Neymar Dismisses Calf Concerns Ahead of World Cup
Vila Belmiro came alive on Tuesday night. Santos rolled to a 3-0 win over Deportivo Cuenca in the Sudamericana, but the loudest murmur in the old stadium wasn’t about the goals. It was about the man in the stands.
Neymar, back where it all began, drew every camera lens in the place. Every cheer seemed to glance in his direction. Every question, inevitably, circled the same subject: his calf.
The 34-year-old recently suffered a calf edema in a match against Coritiba, a scare that immediately triggered alarm given the looming World Cup. So when the Brazil star stopped for reporters, the microphones went straight to the point.
“How’s the calf?”
Neymar didn’t dress it up. “It’s here, all intact,” he said, as quoted by ESPN Brazil, brushing aside any hint that he might be dealing with a serious limitation.
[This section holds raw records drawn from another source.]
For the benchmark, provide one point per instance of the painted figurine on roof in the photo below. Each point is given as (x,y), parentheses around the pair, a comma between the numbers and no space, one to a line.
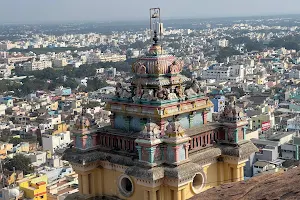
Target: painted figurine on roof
(162,143)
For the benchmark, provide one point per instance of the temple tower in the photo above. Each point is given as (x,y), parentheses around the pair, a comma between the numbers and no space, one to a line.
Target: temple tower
(160,144)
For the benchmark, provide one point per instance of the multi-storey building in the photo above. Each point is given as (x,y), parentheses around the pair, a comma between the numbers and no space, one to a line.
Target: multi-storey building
(37,65)
(160,144)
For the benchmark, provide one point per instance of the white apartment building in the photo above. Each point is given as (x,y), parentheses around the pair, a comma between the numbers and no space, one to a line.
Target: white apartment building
(60,62)
(4,46)
(221,72)
(294,73)
(100,57)
(37,65)
(55,141)
(5,70)
(223,43)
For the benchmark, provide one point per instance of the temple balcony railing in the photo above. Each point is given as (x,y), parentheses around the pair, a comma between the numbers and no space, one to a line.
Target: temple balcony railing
(159,111)
(206,137)
(117,141)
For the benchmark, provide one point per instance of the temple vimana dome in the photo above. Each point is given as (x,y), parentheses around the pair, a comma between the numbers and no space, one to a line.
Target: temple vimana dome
(161,143)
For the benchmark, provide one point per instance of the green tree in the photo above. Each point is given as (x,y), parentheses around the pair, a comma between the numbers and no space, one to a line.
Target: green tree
(19,162)
(15,141)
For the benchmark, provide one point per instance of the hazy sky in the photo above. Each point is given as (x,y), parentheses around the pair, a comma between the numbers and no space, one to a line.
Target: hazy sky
(23,11)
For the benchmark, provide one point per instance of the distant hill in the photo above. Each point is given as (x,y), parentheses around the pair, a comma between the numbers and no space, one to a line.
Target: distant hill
(279,186)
The line of interrogation didn’t stop there. Local media pushed harder, tying every query to the tournament that defines Brazilian footballing life. Could this injury jeopardise his World Cup? Would it affect his performance? His availability?
This time, the forward’s patience snapped. “What’s the problem?” he fired back when asked if the calf could be a “problem” for the summer.
In public, then, Neymar is relaxed, defiant, almost dismissive of the concern. Behind the scenes, the tone is more measured.
At Granja Comary, Brazil’s training base in Teresopolis, the medical staff are preparing a carefully tailored plan for their talisman. Carlo Ancelotti and his team intend to put Neymar on a specialised program as soon as he checks in, designed to protect the calf while sharpening him for the intensity of a World Cup.
The message from the medical department is clear: no risks. The edema cannot be allowed to flare under the strain of high-tempo sessions, no matter how bullish the player sounds in front of the cameras.
The national team’s gathering has already begun. Casemiro was the first to report on Tuesday, setting the tone for a group that knows what is at stake. Neymar is due to arrive on Wednesday, when his individual recovery and integration work will start in earnest.
He comes into this World Cup cycle with a respectable, if not overwhelming, body of club work behind him. Fifteen appearances for Santos this season. Six goals. Four assists. He has played in 10 of the club’s last 17 matches, offering enough flashes of the old electricity to convince Ancelotti that he remains indispensable for North America.
Brazil’s route into the tournament has been laid out. Two friendlies to tune the engine: Panama on May 31, Egypt on June 6. Then the real thing, a World Cup opener against Morocco on June 13.
By then, the debate around Neymar’s calf will either feel like a brief, forgotten scare or the first warning sign of a larger problem. For now, he shrugs, smiles, bites back at questions and insists everything is “intact.”
Soon, the only answer that will matter comes not in the mixed zone, but under the floodlights, with a sixth world title hanging in the balance.